Felix Borowski

Felix Borowski

18721956
Born: Burton-in-Kendal
US
late_romantic modern

Felix Borowski (English: Felix Borowski; 10 March 1872 – 6 September 1956) was an American composer and music educator. He was born in Burton-in-Kendal, South Lakeland, United Kingdom, to a Polish father and an English mother.

He began studying violin and piano with his father, then continued his education in London and later at the Cologne Conservatory. His teachers in Cologne included Georg Jaffa (violin), Ernst Heuser (piano), and Gustav Jensen (composition). For a time he also taught music in Aberdeen.

Borowski’s first known piano piece dates from 1895. From 1896 he lived and worked in the United States, initially as head of the composition department at the Chicago Musical College (now part of Roosevelt University), and from 1916 to 1925 he served as the college’s director. Among his students was the composer Silvestre Revueltas.

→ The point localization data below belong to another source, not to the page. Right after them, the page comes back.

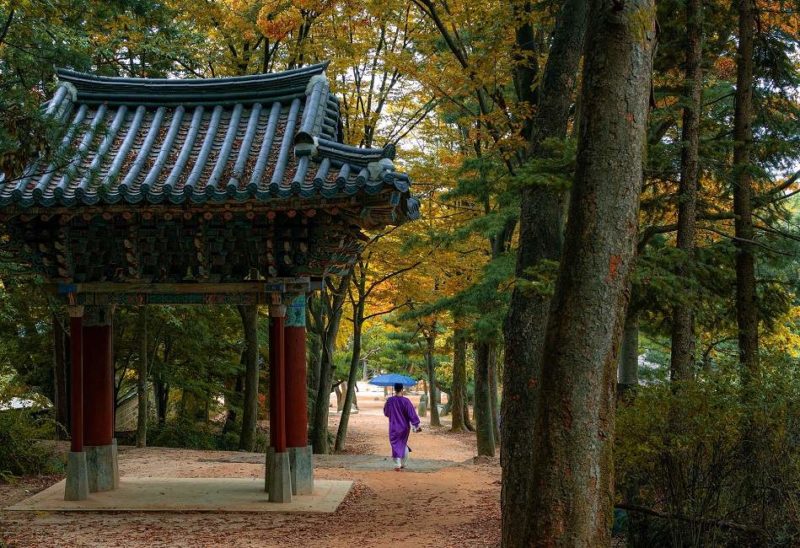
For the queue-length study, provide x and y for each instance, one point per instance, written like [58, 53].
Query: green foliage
[707, 452]
[190, 434]
[22, 449]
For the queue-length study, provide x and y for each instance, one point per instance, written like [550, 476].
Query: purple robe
[401, 413]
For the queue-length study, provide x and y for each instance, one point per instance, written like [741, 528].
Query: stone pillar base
[77, 487]
[279, 478]
[301, 461]
[101, 462]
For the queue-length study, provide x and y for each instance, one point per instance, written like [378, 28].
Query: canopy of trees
[604, 198]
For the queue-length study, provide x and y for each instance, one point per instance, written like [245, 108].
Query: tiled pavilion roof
[262, 138]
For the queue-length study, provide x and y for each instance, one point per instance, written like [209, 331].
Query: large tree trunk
[429, 350]
[458, 394]
[141, 381]
[682, 360]
[746, 307]
[249, 315]
[540, 238]
[494, 403]
[61, 403]
[572, 496]
[629, 353]
[483, 400]
[162, 400]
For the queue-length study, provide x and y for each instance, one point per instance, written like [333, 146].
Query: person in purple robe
[402, 416]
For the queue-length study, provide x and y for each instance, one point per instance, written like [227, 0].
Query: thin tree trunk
[467, 421]
[319, 430]
[540, 238]
[61, 400]
[573, 494]
[429, 349]
[141, 381]
[483, 400]
[458, 393]
[162, 400]
[682, 362]
[746, 307]
[249, 315]
[629, 353]
[340, 396]
[341, 433]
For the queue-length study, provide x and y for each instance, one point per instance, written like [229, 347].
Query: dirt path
[453, 503]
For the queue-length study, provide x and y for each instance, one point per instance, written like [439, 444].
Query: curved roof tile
[261, 138]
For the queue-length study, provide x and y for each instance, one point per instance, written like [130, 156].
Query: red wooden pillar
[98, 385]
[296, 390]
[277, 370]
[77, 485]
[76, 378]
[98, 399]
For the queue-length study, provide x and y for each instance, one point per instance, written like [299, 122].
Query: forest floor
[449, 500]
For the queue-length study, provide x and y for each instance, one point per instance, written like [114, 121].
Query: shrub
[21, 451]
[708, 463]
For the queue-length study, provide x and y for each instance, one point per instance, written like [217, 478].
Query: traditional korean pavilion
[217, 191]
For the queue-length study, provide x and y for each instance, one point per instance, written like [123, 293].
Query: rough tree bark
[430, 345]
[249, 315]
[629, 353]
[483, 400]
[682, 349]
[493, 395]
[141, 381]
[458, 393]
[572, 496]
[540, 238]
[355, 358]
[746, 307]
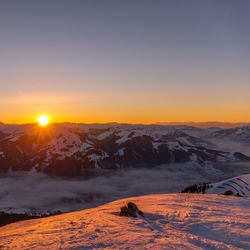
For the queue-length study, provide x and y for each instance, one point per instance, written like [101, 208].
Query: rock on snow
[172, 221]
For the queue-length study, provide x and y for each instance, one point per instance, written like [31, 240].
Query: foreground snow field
[172, 221]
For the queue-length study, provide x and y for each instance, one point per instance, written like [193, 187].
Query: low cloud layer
[33, 191]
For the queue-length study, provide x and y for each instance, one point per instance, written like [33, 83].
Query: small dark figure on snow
[131, 210]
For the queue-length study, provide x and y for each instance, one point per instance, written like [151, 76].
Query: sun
[43, 120]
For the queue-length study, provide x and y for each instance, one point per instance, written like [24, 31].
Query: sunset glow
[43, 120]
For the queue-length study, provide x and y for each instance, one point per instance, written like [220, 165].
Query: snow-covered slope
[238, 185]
[177, 221]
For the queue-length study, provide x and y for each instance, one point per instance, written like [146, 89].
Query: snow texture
[176, 221]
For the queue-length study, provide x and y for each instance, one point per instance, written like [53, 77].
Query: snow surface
[238, 185]
[172, 221]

From 1908 until the end of his life, Borowski collaborated with the Chicago Symphony Orchestra as a writer of concert annotations, and he also worked as a music critic for the newspaper Chicago Sun.

His output includes three symphonies written in the 1930s, the symphonic poem “Semiramis,” and three organ sonatas. He is best known, however, for the short piece for violin and piano “Adoration” (1898), first recorded in 1913 by the violinist Maud Powell.